The problem for the govt is that all of these things are true:
1. At some point the costs of lockdown become unsustainable
2. Therefore at some point they have to ease lockdown
3. No one knows when this point is
4. Much of the public rejects (1) and (2)
1/?
2/?
5. Many of those who don't reject (1) and (2) don't trust the govt to get the trade-off right
6. Much of this distrust stems from an understandable belief the govt got the tradeoff wrong in Feb-March
...
7. Many of those arguing most vocally for early end to lockdown have credibility problems and/or obvious political/ideological motivations (Toby Young, Telegraph Comment page, Trump
8. Many of the loudest voices on the "indefinite lockdown" side have much higher public trust
9. Whenever lockdown is eased, and whatever route the easing takes, people will die and voters will (understandably) blame the govt for that
10. The harms associated with not easing lockdown are more diffuse, and often set in later. Blame equation more complicated
5/? Taking all these together, if we assume a pessimistic scenario where there's no vaccine available for several years at least, and treatment options remain limited (a scenario I very much hope we avoid), then the govt faces a nightmare scenario...
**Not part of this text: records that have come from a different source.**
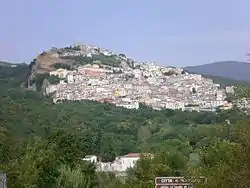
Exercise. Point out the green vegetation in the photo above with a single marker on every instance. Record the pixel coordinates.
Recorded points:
(41, 143)
(107, 60)
(62, 66)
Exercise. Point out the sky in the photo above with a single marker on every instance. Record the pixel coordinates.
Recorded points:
(177, 32)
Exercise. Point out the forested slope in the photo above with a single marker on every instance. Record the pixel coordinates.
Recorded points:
(41, 142)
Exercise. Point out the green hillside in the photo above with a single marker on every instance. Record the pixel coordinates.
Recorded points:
(41, 143)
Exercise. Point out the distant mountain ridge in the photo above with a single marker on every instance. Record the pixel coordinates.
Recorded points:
(235, 70)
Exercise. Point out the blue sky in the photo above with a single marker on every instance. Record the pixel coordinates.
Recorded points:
(177, 32)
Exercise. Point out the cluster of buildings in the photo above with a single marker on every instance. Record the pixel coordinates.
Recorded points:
(120, 164)
(155, 86)
(131, 84)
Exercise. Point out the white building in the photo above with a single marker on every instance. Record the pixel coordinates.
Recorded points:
(90, 158)
(132, 105)
(121, 164)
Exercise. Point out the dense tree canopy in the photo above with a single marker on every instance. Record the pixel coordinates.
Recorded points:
(41, 143)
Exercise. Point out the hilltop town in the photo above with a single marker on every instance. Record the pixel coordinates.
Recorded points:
(103, 76)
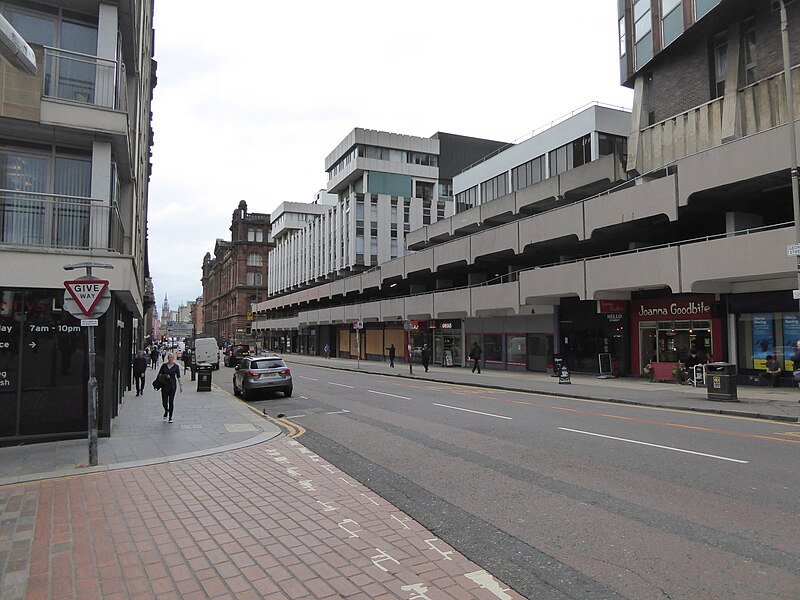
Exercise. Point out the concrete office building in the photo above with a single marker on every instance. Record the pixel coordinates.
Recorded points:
(446, 281)
(676, 242)
(75, 144)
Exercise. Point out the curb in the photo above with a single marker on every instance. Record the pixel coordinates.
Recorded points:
(699, 409)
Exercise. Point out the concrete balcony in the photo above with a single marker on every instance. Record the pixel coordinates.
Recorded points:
(618, 275)
(739, 263)
(456, 252)
(652, 198)
(503, 238)
(555, 224)
(419, 307)
(419, 261)
(495, 300)
(452, 304)
(548, 284)
(393, 309)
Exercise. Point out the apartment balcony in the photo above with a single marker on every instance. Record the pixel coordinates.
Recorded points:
(759, 107)
(56, 221)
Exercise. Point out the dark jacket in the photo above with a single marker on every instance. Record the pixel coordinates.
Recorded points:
(139, 365)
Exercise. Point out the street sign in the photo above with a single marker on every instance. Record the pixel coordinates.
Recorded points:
(87, 296)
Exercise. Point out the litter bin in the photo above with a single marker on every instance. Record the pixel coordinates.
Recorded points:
(203, 376)
(560, 369)
(721, 381)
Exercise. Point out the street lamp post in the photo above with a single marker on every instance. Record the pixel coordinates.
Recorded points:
(787, 79)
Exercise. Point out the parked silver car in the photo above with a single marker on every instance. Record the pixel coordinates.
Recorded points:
(262, 373)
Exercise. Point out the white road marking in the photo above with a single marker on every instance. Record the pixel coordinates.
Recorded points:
(385, 394)
(477, 412)
(610, 437)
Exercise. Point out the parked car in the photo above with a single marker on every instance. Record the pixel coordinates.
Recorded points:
(235, 353)
(262, 373)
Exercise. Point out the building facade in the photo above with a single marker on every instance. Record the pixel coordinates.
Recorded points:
(75, 144)
(610, 253)
(235, 279)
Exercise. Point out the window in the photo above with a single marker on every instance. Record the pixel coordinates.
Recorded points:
(467, 199)
(720, 64)
(528, 173)
(750, 57)
(701, 7)
(494, 188)
(643, 34)
(671, 21)
(31, 219)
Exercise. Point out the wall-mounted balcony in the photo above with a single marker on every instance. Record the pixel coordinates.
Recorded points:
(57, 221)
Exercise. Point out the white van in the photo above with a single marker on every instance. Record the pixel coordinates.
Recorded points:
(206, 350)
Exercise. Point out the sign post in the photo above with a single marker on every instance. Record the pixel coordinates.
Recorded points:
(88, 298)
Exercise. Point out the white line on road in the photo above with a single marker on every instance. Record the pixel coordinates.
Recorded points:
(385, 394)
(477, 412)
(611, 437)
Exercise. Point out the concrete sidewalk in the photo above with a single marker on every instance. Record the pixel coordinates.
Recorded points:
(780, 404)
(205, 422)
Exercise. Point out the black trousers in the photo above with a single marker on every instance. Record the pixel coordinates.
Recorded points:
(139, 379)
(168, 401)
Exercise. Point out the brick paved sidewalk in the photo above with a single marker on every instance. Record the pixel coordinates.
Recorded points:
(268, 521)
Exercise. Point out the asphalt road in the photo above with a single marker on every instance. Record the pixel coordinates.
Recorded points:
(565, 498)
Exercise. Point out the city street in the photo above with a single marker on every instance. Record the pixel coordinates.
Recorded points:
(593, 499)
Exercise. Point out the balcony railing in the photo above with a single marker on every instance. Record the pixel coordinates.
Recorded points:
(84, 78)
(55, 221)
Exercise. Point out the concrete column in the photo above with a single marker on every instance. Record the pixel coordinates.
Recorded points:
(737, 221)
(100, 212)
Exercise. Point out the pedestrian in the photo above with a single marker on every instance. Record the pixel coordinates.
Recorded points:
(475, 355)
(139, 369)
(392, 354)
(168, 388)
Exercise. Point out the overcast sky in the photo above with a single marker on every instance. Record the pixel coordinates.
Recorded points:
(253, 95)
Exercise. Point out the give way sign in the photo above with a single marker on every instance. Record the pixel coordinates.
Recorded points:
(87, 297)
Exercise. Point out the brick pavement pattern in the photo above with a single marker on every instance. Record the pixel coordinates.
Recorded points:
(269, 521)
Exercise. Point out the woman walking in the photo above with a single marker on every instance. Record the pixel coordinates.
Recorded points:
(168, 390)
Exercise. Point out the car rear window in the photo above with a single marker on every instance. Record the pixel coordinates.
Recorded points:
(267, 364)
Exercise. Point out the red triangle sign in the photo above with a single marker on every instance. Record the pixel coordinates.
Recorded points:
(86, 293)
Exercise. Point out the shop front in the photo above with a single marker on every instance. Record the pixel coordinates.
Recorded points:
(44, 366)
(767, 324)
(666, 330)
(591, 329)
(444, 338)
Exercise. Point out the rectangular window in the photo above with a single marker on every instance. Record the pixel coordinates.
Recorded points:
(720, 64)
(750, 56)
(671, 21)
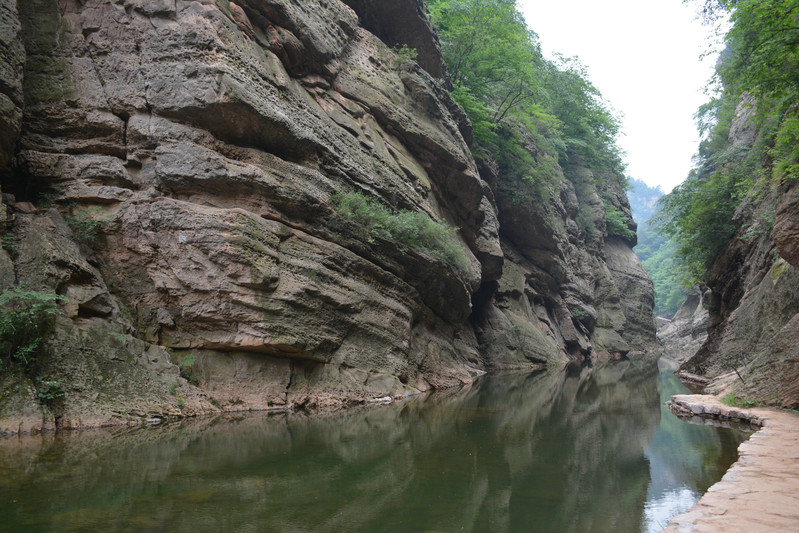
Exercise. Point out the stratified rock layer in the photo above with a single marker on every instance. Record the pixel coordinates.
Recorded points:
(685, 333)
(752, 348)
(204, 142)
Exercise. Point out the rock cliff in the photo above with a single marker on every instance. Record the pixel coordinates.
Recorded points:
(686, 332)
(172, 169)
(752, 348)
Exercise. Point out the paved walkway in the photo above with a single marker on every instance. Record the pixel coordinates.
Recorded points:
(760, 492)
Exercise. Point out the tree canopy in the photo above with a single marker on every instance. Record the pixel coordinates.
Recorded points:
(510, 90)
(757, 76)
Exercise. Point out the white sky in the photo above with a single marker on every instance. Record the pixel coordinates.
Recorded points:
(643, 56)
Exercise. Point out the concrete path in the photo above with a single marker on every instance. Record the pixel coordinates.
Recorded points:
(760, 492)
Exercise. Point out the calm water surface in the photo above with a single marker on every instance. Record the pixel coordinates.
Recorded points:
(580, 450)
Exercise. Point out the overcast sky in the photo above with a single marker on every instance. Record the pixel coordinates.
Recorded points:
(643, 56)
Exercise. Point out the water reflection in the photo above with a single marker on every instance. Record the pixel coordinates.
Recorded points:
(678, 479)
(578, 450)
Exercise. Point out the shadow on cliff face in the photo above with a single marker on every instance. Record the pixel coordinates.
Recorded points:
(561, 450)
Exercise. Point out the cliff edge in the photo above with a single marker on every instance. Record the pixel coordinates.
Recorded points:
(196, 180)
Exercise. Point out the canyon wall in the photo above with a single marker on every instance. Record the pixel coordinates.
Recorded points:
(752, 347)
(174, 169)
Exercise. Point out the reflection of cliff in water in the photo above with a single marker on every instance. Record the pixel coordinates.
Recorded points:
(557, 451)
(678, 478)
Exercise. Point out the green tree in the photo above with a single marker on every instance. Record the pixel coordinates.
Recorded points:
(762, 46)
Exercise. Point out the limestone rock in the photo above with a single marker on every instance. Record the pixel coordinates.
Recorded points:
(12, 60)
(185, 158)
(685, 333)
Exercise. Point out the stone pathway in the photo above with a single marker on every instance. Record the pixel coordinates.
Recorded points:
(760, 492)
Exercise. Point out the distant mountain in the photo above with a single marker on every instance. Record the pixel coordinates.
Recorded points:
(657, 252)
6/? At some point they will have to ease back lockdown, and when they do they will face intense criticism for doing so. Their critics will have higher credibility and trust than their defenders, and the costs of easing lockdown will be clearer & more obvious than the benefits
7/? Yet at some point, they will have to do this, because at some point remaining in lockdown becomes unsustainable. What's their best strategy for managing such a scenario if it comes to pass?
(PS I'm not suggesting the govt's response & comms to date has been optimal, quite the opposite. Failures to date on that front have deepened this dilemma).
Also for clarification - by “at some point” lockdown becomes unsustainable I mean potentially years from now, not weeks or months. What we have now can’t operste permanently.